Barrington, noticing the change in Jehane, said, “There are only two things that could do it: money or love. It isn’t love, so we have to believe that it’s——”
But it was love—love for Barrington and the effect of being near him. Even she herself wondered at how the old infatuation had lasted. Her very bitterness had been a form of love. Now that he went out of his way to be kind to her all the passion in her responded—but she had to disguise its response.
At night, with another man’s child in her arms, she lay awake. In the darkness and silence she told herself stories, juggling with circumstances.
Once she heard a tapping on her door. She crouched against the wall, shuddering.
The handle turned. Nan stood on the threshold. “I thought I heard you moving.”
Guilty and angry, Jehane said nothing. Nan groped her way toward the bed and found it empty.
“Jehane, Janey,” she called.
Then she saw her, stooped to her and caught her in her arms, begging for an explanation. Just as once, when she had asserted, “Jehane I did, I did play fair,” so now she got no answer—only, “I’m stupid, dear; I’ll be better in the morning.”

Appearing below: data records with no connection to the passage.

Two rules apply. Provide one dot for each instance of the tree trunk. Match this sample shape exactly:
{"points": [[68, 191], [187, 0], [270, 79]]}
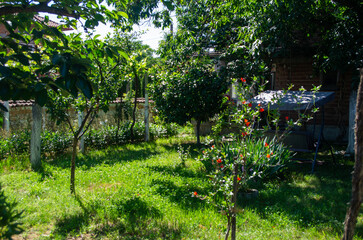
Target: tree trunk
{"points": [[198, 132], [234, 202], [81, 141], [135, 104], [352, 109], [146, 115], [357, 183], [228, 228], [73, 164], [6, 120], [35, 142]]}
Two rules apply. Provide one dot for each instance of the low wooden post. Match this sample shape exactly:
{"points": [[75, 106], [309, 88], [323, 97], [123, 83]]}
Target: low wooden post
{"points": [[6, 121], [146, 117], [357, 181], [35, 142]]}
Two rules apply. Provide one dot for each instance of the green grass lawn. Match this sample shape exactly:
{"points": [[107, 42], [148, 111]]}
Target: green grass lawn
{"points": [[143, 191]]}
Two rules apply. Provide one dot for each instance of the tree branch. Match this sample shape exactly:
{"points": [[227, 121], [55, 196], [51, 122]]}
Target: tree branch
{"points": [[8, 10]]}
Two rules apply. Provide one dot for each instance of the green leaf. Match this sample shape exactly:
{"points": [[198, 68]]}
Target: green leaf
{"points": [[64, 70], [22, 59], [123, 14], [85, 87], [56, 59], [169, 5], [5, 71], [109, 52], [3, 108], [42, 97], [39, 87]]}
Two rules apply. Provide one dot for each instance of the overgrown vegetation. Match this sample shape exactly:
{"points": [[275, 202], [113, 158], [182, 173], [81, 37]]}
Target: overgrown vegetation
{"points": [[55, 143], [142, 191]]}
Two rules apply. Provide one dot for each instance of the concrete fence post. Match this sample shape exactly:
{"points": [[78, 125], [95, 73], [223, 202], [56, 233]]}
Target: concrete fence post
{"points": [[6, 121], [146, 117], [35, 142]]}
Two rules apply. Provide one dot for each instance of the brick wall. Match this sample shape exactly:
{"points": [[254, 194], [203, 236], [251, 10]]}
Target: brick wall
{"points": [[299, 72]]}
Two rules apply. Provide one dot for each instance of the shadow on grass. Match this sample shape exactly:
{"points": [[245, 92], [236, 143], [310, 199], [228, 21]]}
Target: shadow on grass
{"points": [[109, 156], [178, 170], [308, 199], [126, 217], [181, 195], [113, 155]]}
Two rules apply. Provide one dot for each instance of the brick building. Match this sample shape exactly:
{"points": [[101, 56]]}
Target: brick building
{"points": [[299, 71], [20, 115]]}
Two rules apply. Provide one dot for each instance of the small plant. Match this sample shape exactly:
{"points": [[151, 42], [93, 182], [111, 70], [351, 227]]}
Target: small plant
{"points": [[184, 153], [9, 218]]}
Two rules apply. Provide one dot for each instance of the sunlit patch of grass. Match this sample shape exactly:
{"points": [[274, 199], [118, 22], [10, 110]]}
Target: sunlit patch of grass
{"points": [[142, 191]]}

Cold with alarm, Nan crept downstairs and hid herself in Billy’s arms. He was too sleepy to give the matter much attention. “She’s odd, darling. Never understood her. Poor old Ocky!”
The intoxication and the madness were gone. Fear had come. Any moment they might guess. With fear came contrition: she would idolize her husband more, till he became for her the man he was not. Next morning she surprised Nan by announcing that she was homesick for Ocky, that her things were packed and she would return to Sand-port at once. There was no dissuading her. In her heart she had determined to wipe out her faithlessness by educating her husband into largeness by love.